On October 7, 1955, Jazz legends Ella Fitzgerald and Dizzy Gillespie and others were arrested in Houston, Texas, after performing before an integrated audience. The police’s vice squad claimed they did it because there was gambling in a backstage dressing room.
Saxophonist Jean-Baptiste Illinois Jacquet played that night. “I wanted Houston to see a hell of a concert, and they should see it like they were in Carnegie Hall,” he told the Houston Press. “I felt if I didn’t do anything about the segregation in my hometown, I would regret it. This was the time to do it. Segregation had to come to an end.”
At the time of the 1955 incident, public spaces in Houston were indeed largely segregated by race, despite the fact that racial segregation laws were abolished the year prior.
However, Jean-Baptiste Illinois Jacquet (a tenor saxophonist from the city) and jazz producer Norman Granz, who was Fitzgerald’s manager, did not want racial segregation in jazz spaces, according to a 2010 piece by Aimee L’Heureux for Houston History Magazine. They considered jazz “a vehicle for social change to fight discrimination and segregation” with the potential to change people’s racist views.
So, while setting up a national tour featuring performers such as Fitzgerald, Jacquet and Dizzy Gillespie, Granz included a “non-segregation clause” in contracts with venues, according to All About Jazz, a website dedicated to jazz history and culture. That applied to the Houston Music Hall, where, according to L’Heureux:
Granz removed the racial signs denoting the “white” versus “black” restrooms, and refused to pre-sell tickets in case patrons attempted to section off parts of the venue for whites only. Maintaining his spokesman role, Illinois Jacquet discussed the reasons for not pre-selling tickets at Texas Southern University, local high schools, and on the radio. Granz and Jacquet intended for the gig to become the first major concert in Houston with a desegregated audience.
Fearing problems because of the so-called “forced integration” at the October 1955 concert, Granz hired eight Houston Police Department officers as guards, according to L’Heureux. That article went on:
Although no crowd disturbances or violence occurred that evening, for Ella Fitzgerald, her personal assistant Georgiana Henry, Dizzy Gillespie, and Illinois Jacquet, trouble was waiting in the wings. Houston’s vice squad, headed by Sergeant W. A. Scotton, planned and operated a racially motivated sting mission to arrest the performers. Five officers in regular clothes obtained backstage access and burst into Ella Fitzgerald’s dressing room with guns in hand. In the corner, Jacquet and Gillespie played craps, while Fitzgerald and Henry drank coffee in between sets.

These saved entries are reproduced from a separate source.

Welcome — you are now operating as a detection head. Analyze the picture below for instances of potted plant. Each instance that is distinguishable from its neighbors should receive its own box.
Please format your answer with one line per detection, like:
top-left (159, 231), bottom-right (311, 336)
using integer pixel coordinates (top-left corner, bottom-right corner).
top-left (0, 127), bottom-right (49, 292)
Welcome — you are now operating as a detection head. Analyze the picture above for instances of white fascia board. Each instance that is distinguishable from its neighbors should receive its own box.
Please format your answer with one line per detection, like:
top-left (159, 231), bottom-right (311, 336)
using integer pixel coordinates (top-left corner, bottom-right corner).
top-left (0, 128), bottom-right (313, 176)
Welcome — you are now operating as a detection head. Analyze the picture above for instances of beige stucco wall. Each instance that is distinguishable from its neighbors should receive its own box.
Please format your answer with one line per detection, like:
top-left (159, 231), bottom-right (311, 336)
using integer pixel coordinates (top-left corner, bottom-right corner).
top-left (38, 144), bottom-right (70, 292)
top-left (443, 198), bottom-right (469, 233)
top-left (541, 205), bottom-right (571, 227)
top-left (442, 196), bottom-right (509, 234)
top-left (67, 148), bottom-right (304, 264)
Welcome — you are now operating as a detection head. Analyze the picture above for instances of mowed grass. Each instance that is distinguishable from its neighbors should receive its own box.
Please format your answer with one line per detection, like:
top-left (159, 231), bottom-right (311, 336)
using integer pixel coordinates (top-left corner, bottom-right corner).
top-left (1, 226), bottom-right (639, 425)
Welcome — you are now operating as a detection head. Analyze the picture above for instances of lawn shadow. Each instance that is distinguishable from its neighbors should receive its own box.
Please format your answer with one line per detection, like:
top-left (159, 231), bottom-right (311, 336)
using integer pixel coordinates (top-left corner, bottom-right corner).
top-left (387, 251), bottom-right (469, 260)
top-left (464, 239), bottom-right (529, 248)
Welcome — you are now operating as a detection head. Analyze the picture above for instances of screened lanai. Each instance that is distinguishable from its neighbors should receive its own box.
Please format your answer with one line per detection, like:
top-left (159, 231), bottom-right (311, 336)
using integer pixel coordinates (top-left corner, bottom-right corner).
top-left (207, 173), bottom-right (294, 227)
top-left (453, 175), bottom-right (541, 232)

In other words, a group of police officers that was supposedly tasked with cracking down on illegal gambling, sex work, drug use, etc., went undercover by forgoing uniforms and getting backstage access to the performance.
The jazz concert consisted of two sets, and, before the start of the second one, the vice squad arrested Fitzgerald, Henry, Gillespie, Jacquet, and Granz on suspicion of illegal gambling, according to L’Heureux.
The now-defunct Houston Post newspaper reported that Fitzgerald dabbed tears from her eyes as she was being booked, per the Houston Chronicle’s retelling of the ordeal in a 2011 blog post.
“I have nothing to say,” she apparently told reporters. “What is there to say? I was only having a piece of pie and a cup of coffee.”
The Post continued:
Sgt. W.A. Scotton said saxophonist Jacquet had the dice in his hand as the troop of officers walked in. The troop confiscated the dice and $185 in cash. Then they agreed to wait until the first show was over before taking the performers to the police station.
Mr. Jacquet, the saxophone man, was the most nonchalant of those arrested. He told reporters his name was Louis Armstrong.
The officers took the crew of performers to the police station, where the in-question photo was taken by Post photographer Pete Vazquez, according to the Houston Public Library’s digital archives and the Houston Chronicle. A number of photographers and reporters were supposedly waiting for the performers at the government facility when they arrived with law enforcement.
The performers paid a fine and were released shortly after the photographs were taken, according to sources including the Houston Chronicle and L’Heureux. They made it back to the concert to play the show’s second set without the audience knowing about their arrests.
“The whole thing was just jive,” Granz reportedly said. “They [didn’t] like the idea that we’d ‘mix’ everything because…if you could prove that Black and white could sit next to each other, you could break up a lot of shit down there.”
In Granz’s 2001 obituary, The Guardian summarized the ordeal (and its aftermath) like this:
In 1955, Ella Fitzgerald, Dizzy Gillespie and Illinois Jacquet were arrested at a Granz gig, playing a game of craps backstage. The stakes were only a dollar, but it was enough for the Houston, Texas, police to demonstrate their prejudices. Granz protested, only to be charged with running the game himself. He could have got away with a small fine, but decided to fight the charges. It cost him $2,000 — a huge amount for the time — to successfully clear his friends’ names.